Éric Jean a un faible pour les formes hybrides qui mêlent le théâtre au mouvement et à la danse. Des pièces où le sens des choses est souvent tapi dans les silences. Mais cette fois, le directeur du Quat'Sous fait un retour au texte théâtral en mettant en scène une comédie noire signée Olivier Kemeid. Avec une distribution impressionnante, incluant Sylvie Drapeau et Anne Casabonne.

Comme ça lui arrive souvent, Éric Jean a choisi ses comédiens avant même que le texte d'Olivier Kemeid ne soit écrit. Des amis et des collaborateurs de longue date pour la plupart. Depuis l'été dernier, Sylvie Drapeau, Anne Casabonne, André Robitaille, Renaud Lacelle-Bourdon, Martine-Marie Lalande, Laurie Gagné et Olivia Palacci se sont donc prêtés au jeu de cette création à l'aveugle...

«J'avais envie de travailler avec Olivier Kemeid, explique Éric Jean, qui a collaboré avec l'auteur et metteur en scène à deux reprises par le passé [Les mains et Une ardente passion]. Je lui ai fait deux demandes. Je voulais qu'il écrive une comédie noire; il a beaucoup d'humour dans la vie. Et puis je voulais que l'action se passe dans un édifice à bureaux. Pour le reste, il avait carte blanche.»

Au mois de juin dernier, les sept comédiens se sont présentés au local de répétition du Quat'Sous. Éric Jean et Olivier Kemeid leur ont fait faire des improvisations sur le thème du travail de bureau pendant deux heures. Qu'est-ce qu'ils ont vu dans ces impros? «On a vu l'esclavage, répond Éric Jean. On a vu des gens prisonniers de leur travail, cherchant constamment des échappatoires.»

Après une première lecture au mois de décembre, Olivier Kemeid (Furieux et désespérés, Moi, dans les ruines rouges du siècle) a poursuivi l'écriture de cette pièce inspirée des films Being John Malkovitch de Spike Jonze et Théorème, de l'Italien Pier Paolo Pasolini. De fil en aiguille, de lectures en improvisations, sa comédie noire a pris la forme d'une fable.

Survivre à l'ennui

Survivre, donc. Mais survivre à quoi? «À l'ennui, nous dit Éric Jean. À un monde de travail qui nous éteint, qui nous abrutit. Malheureusement, il y a beaucoup de gens qui doivent accepter cette situation...»
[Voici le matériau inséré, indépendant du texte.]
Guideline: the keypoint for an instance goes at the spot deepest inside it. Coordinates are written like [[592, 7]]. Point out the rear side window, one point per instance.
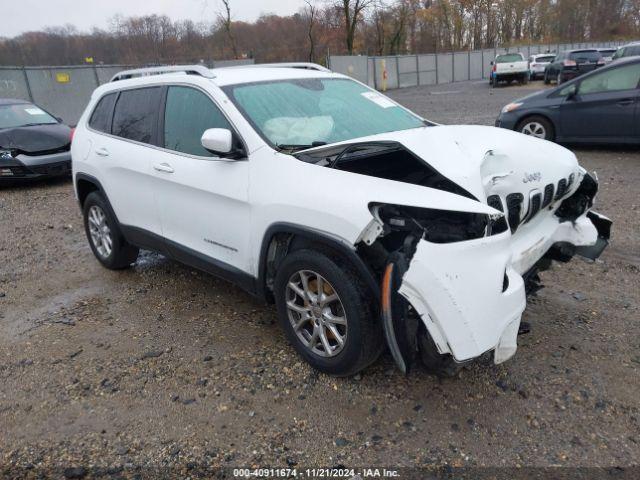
[[614, 80], [509, 57], [136, 114], [188, 113], [101, 117], [588, 56]]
Survivre s'ouvre donc sur le plat quotidien de six employés de bureau. «On ne sait pas exactement ce qu'ils font comme travail, et à la limite on s'en fout, indique Éric Jean. Mais on les sent éteints. Ils ont tous renoncé à une partie de leur être.» Tout cela, jusqu'à ce qu'apparaisse le septième personnage, qui sera incarné par Renaud Lacelle-Bourdon (Robin et Marion, Le grand cahier).

«Dès son arrivée, une confusion s'installe, détaille Éric Jean. On ne sait pas trop ce qu'il fait là, mais sa présence va être un déclencheur de pulsions. Tous les personnages vont lui coller une étiquette en fonction de leurs désirs, de leurs manques aussi. Ils seront tentés de s'éliminer pour arriver à leurs fins, comme dans les téléréalités. Ils chercheront, à tout le moins, à se valoriser auprès de lui en rendant les autres plus vulnérables.»

Le metteur en scène ne veut évidemment pas révéler de «punch», mais à la fin, avance-t-il, «on est dans du Stephen King! Il y a un vrai suspense». «C'est une pièce sur la place du rêve, poursuit-il. Comment fait-on pour survivre à une vie où l'on n'est absolument pas stimulé? s'interroge Éric Jean. C'est aussi une pièce sur ce qu'on est prêt à faire pour atteindre son but. Pour se sortir de ce carcan...»

Du 23 avril au 18 mai au Quat'Sous

Une première partie avec Simon Lacroix


L'auteur et comédien Simon Lacroix, qui vient de commencer une résidence d'artiste au Quat'Sous, présentera une courte forme théâtrale juste avant les représentations de Survivre. Une véritable nouveauté au théâtre!

Cleaning, proposé à même le décor de la pièce d'Olivier Kemeid, mettra notamment en scène des employés d'entretien ménager travaillant dans une tour à bureaux. Simon Lacroix, dont le très chouette Projet Bocal a été présenté récemment à La Licorne (avec Sonia Cordeau et Raphaëlle Lalande), fera cette fois équipe avec Julien Hurteau et Raphaëlle Lalande.

Le trio présentera Cleaning à huit reprises, les soirs de week-end. Détails sur le site du Quat'Sous.